Piglia no vivió para contarla sino, al revés, escribió para
vivirla. Guionista de sus propios días, cincuenta años estuvo escribiendo y
recordando su vida, tomando distancia de ella y luego fagocitándola para
buscarle o proveerle un sentido. No es que haya escrito lo que haría, al modo
de una propedéutica delirante. Es, más bien, que la vida la vivió sobre todo al
releerla, “sustituciones semánticas de la experiencia vivida”, según anota en
1969. Una aplicación radical, quizá algo quijotesca, de la idea contenida en
los dos versos de T.S. Eliot que van de epígrafe en Respiración artificial: “Tuvimos la experiencia pero perdimos el
sentido. / Y acercarse al sentido restaura la experiencia”.

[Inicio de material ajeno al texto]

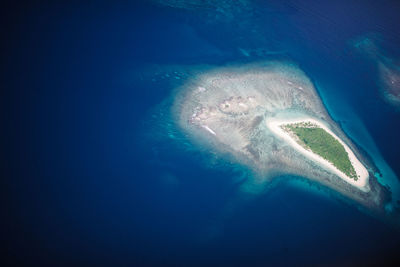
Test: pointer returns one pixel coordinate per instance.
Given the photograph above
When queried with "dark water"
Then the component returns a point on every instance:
(83, 186)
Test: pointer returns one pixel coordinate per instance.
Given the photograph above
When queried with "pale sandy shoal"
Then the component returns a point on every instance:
(361, 183)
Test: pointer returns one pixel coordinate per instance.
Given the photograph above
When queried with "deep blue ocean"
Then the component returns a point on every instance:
(90, 176)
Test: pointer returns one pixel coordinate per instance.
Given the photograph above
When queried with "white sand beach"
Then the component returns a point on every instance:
(361, 183)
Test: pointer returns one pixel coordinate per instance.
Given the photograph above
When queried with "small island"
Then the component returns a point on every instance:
(314, 140)
(319, 141)
(269, 118)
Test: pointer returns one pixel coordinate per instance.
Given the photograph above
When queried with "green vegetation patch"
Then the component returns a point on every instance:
(323, 144)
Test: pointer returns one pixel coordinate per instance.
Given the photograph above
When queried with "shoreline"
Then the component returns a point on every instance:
(361, 183)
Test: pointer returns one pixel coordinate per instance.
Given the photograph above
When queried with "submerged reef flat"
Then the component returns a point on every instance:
(230, 111)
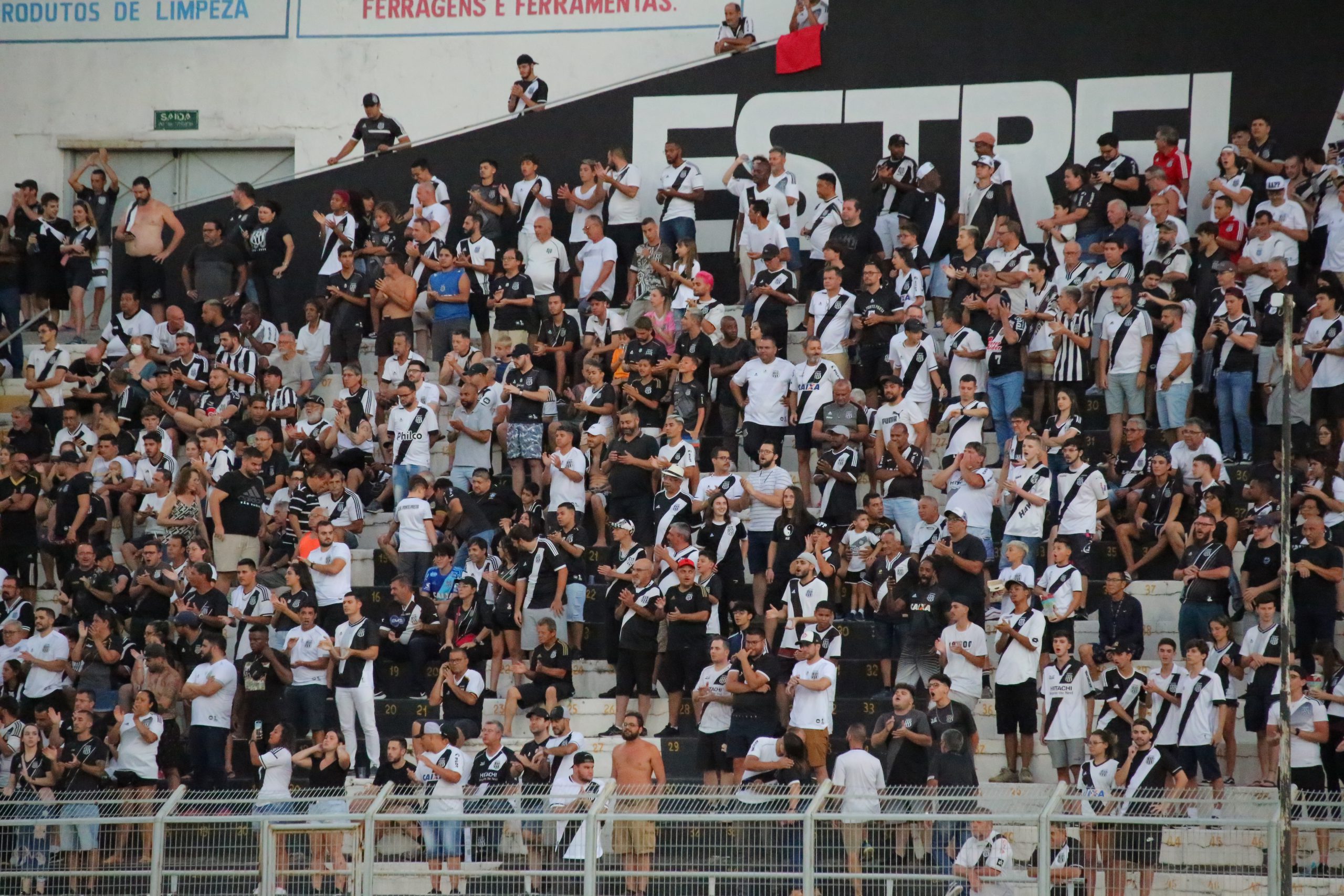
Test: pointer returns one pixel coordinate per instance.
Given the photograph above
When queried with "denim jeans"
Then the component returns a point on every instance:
(402, 475)
(676, 229)
(905, 513)
(10, 309)
(1234, 405)
(1004, 398)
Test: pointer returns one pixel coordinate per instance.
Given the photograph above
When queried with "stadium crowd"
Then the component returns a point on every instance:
(618, 425)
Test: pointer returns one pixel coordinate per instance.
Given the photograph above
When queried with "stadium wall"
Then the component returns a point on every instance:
(1047, 83)
(287, 76)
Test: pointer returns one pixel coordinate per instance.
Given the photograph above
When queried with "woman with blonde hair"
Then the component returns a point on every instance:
(78, 253)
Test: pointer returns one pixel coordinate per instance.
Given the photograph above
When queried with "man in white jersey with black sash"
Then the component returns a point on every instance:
(1164, 687)
(1203, 716)
(1144, 770)
(894, 175)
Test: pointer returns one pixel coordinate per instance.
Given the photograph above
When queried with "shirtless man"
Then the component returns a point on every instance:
(143, 233)
(637, 767)
(394, 296)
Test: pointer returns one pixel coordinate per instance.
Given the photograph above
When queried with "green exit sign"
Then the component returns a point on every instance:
(176, 120)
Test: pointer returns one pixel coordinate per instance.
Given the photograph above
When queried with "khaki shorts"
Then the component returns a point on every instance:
(817, 742)
(634, 837)
(232, 549)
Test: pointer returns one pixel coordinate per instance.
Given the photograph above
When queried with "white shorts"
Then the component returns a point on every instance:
(101, 269)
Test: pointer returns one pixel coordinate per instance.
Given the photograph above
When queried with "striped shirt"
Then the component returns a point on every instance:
(243, 361)
(1072, 361)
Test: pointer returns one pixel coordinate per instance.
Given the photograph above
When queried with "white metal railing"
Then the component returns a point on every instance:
(685, 839)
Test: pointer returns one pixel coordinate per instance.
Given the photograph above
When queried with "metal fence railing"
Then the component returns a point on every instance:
(680, 841)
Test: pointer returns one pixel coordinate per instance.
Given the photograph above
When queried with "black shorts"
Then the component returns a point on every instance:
(1202, 760)
(682, 667)
(1083, 551)
(387, 330)
(20, 562)
(1311, 782)
(745, 730)
(534, 692)
(1139, 846)
(143, 276)
(1015, 708)
(1257, 711)
(479, 312)
(713, 753)
(870, 370)
(635, 672)
(803, 437)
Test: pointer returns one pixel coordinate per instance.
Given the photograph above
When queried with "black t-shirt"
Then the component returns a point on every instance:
(1312, 590)
(499, 504)
(555, 335)
(515, 316)
(102, 205)
(20, 527)
(241, 510)
(963, 288)
(627, 479)
(524, 410)
(771, 311)
(865, 305)
(1263, 565)
(35, 441)
(1004, 356)
(87, 753)
(635, 351)
(953, 579)
(402, 779)
(954, 716)
(752, 703)
(554, 657)
(1211, 556)
(725, 355)
(377, 132)
(699, 349)
(858, 245)
(686, 635)
(577, 565)
(68, 504)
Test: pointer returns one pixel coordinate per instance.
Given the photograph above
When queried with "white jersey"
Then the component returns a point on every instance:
(1066, 692)
(716, 716)
(812, 710)
(412, 431)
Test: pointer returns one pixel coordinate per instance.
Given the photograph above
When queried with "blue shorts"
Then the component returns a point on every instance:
(443, 839)
(575, 597)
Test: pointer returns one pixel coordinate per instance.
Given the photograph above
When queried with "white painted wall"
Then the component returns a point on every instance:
(89, 85)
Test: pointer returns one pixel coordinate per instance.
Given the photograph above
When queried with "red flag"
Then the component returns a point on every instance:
(799, 51)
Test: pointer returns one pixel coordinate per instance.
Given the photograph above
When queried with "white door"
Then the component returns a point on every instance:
(185, 176)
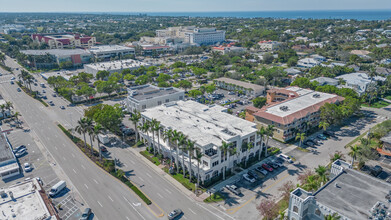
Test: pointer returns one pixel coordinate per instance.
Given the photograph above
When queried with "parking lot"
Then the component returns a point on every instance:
(43, 169)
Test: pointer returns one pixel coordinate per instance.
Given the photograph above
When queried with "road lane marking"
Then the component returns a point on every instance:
(110, 198)
(192, 211)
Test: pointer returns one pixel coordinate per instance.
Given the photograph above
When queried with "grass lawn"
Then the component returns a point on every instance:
(216, 197)
(377, 104)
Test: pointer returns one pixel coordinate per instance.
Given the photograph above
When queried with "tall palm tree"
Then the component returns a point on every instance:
(321, 171)
(98, 129)
(301, 137)
(198, 157)
(81, 128)
(269, 133)
(249, 147)
(175, 138)
(324, 125)
(152, 129)
(224, 149)
(354, 150)
(156, 127)
(135, 118)
(168, 138)
(182, 140)
(261, 132)
(190, 150)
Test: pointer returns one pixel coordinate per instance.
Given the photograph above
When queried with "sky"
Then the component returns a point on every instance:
(188, 5)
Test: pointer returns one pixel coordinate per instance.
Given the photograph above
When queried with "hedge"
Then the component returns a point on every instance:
(108, 165)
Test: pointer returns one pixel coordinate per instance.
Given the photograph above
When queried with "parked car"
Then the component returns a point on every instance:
(252, 174)
(86, 214)
(234, 189)
(27, 167)
(321, 136)
(267, 167)
(286, 158)
(20, 153)
(248, 178)
(19, 148)
(261, 170)
(174, 214)
(272, 164)
(328, 133)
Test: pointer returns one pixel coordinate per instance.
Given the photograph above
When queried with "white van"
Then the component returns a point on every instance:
(286, 158)
(57, 188)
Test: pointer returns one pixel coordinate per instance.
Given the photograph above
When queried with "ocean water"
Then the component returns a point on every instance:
(356, 14)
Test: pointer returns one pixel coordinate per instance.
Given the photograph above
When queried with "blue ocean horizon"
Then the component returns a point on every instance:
(342, 14)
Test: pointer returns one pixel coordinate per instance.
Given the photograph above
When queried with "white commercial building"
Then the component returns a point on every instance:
(208, 127)
(148, 96)
(269, 45)
(26, 200)
(110, 51)
(9, 166)
(114, 66)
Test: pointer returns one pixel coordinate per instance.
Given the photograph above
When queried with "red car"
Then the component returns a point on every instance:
(267, 167)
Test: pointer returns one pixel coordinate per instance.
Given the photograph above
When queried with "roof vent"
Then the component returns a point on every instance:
(284, 108)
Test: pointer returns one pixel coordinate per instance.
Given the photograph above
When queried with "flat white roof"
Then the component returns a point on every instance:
(201, 123)
(116, 65)
(109, 48)
(306, 99)
(27, 202)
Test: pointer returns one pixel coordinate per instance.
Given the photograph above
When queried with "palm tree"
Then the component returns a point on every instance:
(168, 137)
(354, 150)
(190, 151)
(98, 129)
(333, 216)
(175, 138)
(324, 125)
(198, 157)
(182, 139)
(249, 147)
(152, 128)
(261, 132)
(135, 118)
(301, 137)
(156, 127)
(321, 171)
(269, 132)
(82, 128)
(224, 149)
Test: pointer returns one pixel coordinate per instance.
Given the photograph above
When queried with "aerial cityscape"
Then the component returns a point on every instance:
(218, 110)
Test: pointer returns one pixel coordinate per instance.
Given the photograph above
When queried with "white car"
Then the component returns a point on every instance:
(248, 178)
(27, 167)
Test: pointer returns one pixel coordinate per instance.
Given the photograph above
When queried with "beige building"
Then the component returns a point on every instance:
(290, 110)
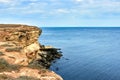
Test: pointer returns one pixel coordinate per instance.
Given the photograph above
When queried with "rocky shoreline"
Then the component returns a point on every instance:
(22, 57)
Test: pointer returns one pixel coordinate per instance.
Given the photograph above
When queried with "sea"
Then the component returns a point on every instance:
(89, 53)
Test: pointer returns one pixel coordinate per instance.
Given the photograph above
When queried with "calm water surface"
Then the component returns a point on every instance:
(89, 53)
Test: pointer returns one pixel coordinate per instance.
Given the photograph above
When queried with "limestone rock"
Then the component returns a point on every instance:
(22, 55)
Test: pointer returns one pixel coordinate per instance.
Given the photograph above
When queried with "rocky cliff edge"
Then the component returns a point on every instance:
(22, 56)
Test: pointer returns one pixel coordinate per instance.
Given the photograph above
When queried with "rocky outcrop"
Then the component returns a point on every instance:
(22, 55)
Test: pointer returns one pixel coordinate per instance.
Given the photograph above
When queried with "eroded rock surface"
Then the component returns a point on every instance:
(22, 55)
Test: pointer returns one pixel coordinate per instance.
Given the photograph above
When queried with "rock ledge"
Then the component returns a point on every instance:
(22, 56)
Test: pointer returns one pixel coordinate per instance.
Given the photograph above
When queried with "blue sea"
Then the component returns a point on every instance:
(88, 53)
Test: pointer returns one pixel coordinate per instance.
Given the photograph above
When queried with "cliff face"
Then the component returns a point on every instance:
(19, 47)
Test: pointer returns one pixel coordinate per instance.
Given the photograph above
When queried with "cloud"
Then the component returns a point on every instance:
(62, 11)
(5, 1)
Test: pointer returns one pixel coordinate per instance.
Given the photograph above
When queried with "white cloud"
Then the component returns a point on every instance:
(62, 11)
(5, 1)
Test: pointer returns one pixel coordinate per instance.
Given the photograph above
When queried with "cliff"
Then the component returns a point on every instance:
(22, 56)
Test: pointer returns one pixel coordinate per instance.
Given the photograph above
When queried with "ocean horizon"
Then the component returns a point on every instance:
(89, 53)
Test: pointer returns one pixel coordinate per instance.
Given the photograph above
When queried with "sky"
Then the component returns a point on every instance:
(61, 13)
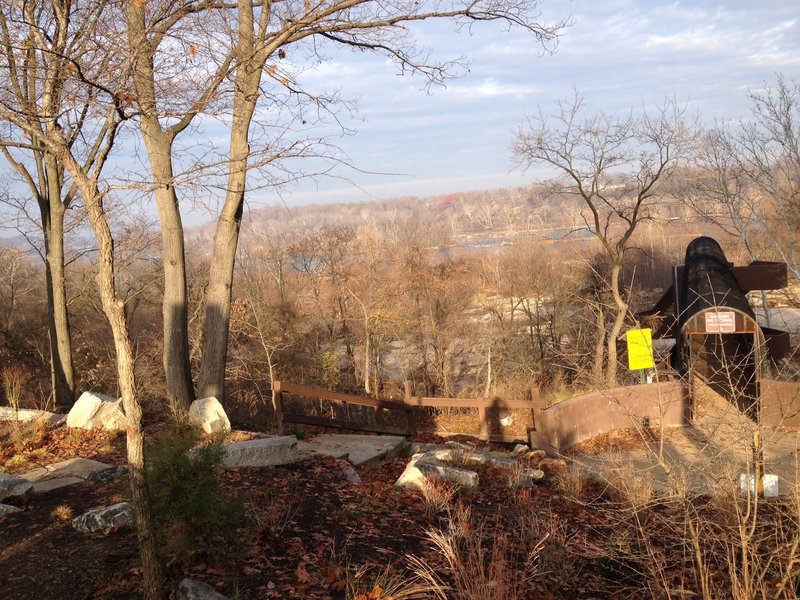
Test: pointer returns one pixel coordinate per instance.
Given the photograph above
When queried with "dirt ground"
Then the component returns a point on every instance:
(706, 456)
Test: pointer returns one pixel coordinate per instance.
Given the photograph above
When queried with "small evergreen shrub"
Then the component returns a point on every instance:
(190, 508)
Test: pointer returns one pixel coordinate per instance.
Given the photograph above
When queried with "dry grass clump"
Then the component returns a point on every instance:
(630, 485)
(62, 513)
(572, 482)
(437, 495)
(481, 564)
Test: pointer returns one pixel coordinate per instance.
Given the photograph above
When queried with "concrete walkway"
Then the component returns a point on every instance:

Al final le cayó una enfermedad maldita como pocas, paralizante,
de la que no hay cómo salir. Y se murió Piglia, dejándonos en un suspenso
mayor, a la espera de lo que vendrá: el registro del último tiempo, el tercer tomo, con el que completará mil páginas de
diarios. Mil páginas que reflejan, replican y asemejan como una melliza
descarada y astuta a las mil que escribió entre ficción y ensayo. ¿Cómo se sale
de esto? Quizás estemos recién entrando.